Si la campaña Pagesos o conills (payeses o conejos) fuera gastronómica, no habría lugar a dudas: mientras alguien no demuestre lo rico que está un payés en pepitoria o troceado en la cazuela para darle gusto al arroz, prefiero los conejos. Si el objetivo de la campaña fuera convencernos de adoptar una mascota, también me decanto por un conejo, a menos que haya payeses peluditos y suaves dispuestos a vivir en casa a cambio de un par de hojas de escarola al día. Lo que sucede es que la campaña no es ni una cosa ni otra, sino un toque de atención y una denuncia hacia la inacción de la consellera de Acción Climática, Alimentación y Agenda Rural, que, a pesar de su pomposo nombre, al parecer no da un palo al agua y no toma medidas contra la plaga de conejos que está arrasando explotaciones agrarias catalanas.

Es normal que una conselleria que se llama de Acción Climática, Alimentación y Agenda Rural (si ya escribiendo tal nombre se siente uno importante, trabajar ahí, no digamos dirigirlo, debe ser una experiencia entre erótica y religiosa) no está para cazar conejos. Un conejo es un animal de poca monta, muy poca cosa para una Administración que vela por el cambio climático, por la alimentación de los catalanes y, por si todo ello no fuese suficiente, lleva la agenda rural, que debe ser algo que incluye cualquier cosa que ocurra en el campo, día a día. Cómo va a preocuparse ahí nadie de los conejos, eso es como si a un astrofísico experto de la NASA le mandan a limpiar el parabrisas de un cohete.

Cuando la consellera no anda liada con el cambio climático, la ruralidad y el hambre, está con el procés, como todo miembro del gobierno catalán que se precie. Los conejos le pillan muy lejos, allá en el bosque, y si se comen las plantaciones de los sufridos agricultores será porque tienen hambre, en eso los protege la nueva Ley de Bienestar Animal. Aunque sea una ley centralista, conviene acogerse a ella si nos ahorra trabajar.
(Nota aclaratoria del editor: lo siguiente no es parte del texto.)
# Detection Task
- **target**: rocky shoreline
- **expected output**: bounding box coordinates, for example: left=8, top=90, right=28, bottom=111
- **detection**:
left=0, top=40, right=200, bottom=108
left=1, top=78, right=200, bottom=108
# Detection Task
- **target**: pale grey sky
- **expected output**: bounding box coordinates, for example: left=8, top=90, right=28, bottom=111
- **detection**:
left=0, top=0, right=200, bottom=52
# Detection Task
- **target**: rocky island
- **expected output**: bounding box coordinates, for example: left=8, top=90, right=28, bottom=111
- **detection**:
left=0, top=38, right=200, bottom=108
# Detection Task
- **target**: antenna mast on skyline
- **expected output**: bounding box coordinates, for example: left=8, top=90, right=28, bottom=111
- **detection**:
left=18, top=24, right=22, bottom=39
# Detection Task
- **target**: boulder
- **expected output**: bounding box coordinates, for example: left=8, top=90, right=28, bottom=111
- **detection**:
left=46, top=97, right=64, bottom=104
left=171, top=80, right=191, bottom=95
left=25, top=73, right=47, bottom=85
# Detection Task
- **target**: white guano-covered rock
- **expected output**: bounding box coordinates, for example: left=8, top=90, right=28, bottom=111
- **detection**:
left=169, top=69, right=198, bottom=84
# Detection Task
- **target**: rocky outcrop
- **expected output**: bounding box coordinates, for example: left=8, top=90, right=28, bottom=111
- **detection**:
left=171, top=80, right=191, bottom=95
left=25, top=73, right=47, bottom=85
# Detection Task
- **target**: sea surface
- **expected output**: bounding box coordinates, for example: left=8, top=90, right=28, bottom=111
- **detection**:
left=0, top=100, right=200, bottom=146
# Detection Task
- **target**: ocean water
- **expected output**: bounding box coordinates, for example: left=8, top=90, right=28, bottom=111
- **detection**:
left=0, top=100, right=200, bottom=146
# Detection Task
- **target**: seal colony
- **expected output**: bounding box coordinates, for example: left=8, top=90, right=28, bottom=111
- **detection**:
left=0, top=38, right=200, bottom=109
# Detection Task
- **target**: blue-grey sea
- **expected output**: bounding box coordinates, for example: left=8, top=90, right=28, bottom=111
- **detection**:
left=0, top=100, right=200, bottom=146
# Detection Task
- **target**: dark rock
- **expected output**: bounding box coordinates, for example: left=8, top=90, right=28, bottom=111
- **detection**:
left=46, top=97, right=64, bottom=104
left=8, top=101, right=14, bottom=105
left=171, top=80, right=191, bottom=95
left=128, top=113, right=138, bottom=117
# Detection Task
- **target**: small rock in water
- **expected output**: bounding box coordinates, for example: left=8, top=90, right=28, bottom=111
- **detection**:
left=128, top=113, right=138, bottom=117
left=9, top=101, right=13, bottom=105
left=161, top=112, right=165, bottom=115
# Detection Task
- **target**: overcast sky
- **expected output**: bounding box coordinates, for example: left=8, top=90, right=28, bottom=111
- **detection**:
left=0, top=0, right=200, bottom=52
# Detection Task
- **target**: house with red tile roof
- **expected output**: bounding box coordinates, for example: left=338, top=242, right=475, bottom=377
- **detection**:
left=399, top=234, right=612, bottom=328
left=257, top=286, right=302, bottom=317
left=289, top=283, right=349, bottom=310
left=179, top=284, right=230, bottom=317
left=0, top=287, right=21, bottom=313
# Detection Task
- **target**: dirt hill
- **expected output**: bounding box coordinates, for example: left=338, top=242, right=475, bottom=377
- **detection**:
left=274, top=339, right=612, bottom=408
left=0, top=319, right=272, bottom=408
Como no conozco lo suficiente a la consellera Teresa Jordà, ignoro si tiene conejo. Me inclino a pensar que no. Si lo tuviera, sabría que requiere muchos cuidados para que luzca sedoso y brillante, todo el mundo puede encariñarse entonces de él, pero mucho cuidado, tras su aspecto inofensivo esconde un bicho insaciable, no son pocas las desgracias que han azotado a la humanidad por culpa de esos lepóridos. También es posible que sí, que la Jordà tenga conejo pero que lo tenga extraño y, por tanto, no sea consciente del peligro que lleva aparejado. Hay conejos verdaderamente pacíficos, incapaces de pegar un bocado a zanahoria alguna, aunque son los menos. Tal vez la consellera posea uno de estos y crea equivocadamente que son todos como el suyo, cosa que explicaría su desdén hacia los gritos de auxilio de los payeses. «¿De qué se quejan esos tipos? Yo tengo un conejo y no me acarrea ningún problema», debe de pensar.

Ya es mala suerte que esas cosas sucedan en uno de los pocos lugares del mundo donde disfrutamos comiendo conejos, grandes o pequeños, silvestres o educados, ásperos o suaves. En lugar de ir a destrozar plantaciones a Inglaterra, Suecia, Estados Unidos o cualquier otro país donde no son apreciados gastronómicamente, eligen los campos de Cataluña, un sitio donde el conill amb allioli es casi religión. No hay catalán que no salive ante la visión de un conejo impecablemente presentado, reluciente y a punto para ser saboreado. Tal vez sea una venganza orquestada por esos roedores, ya he comentado que suelen tener muy mala leche. Habrá que preguntarle a la consellera.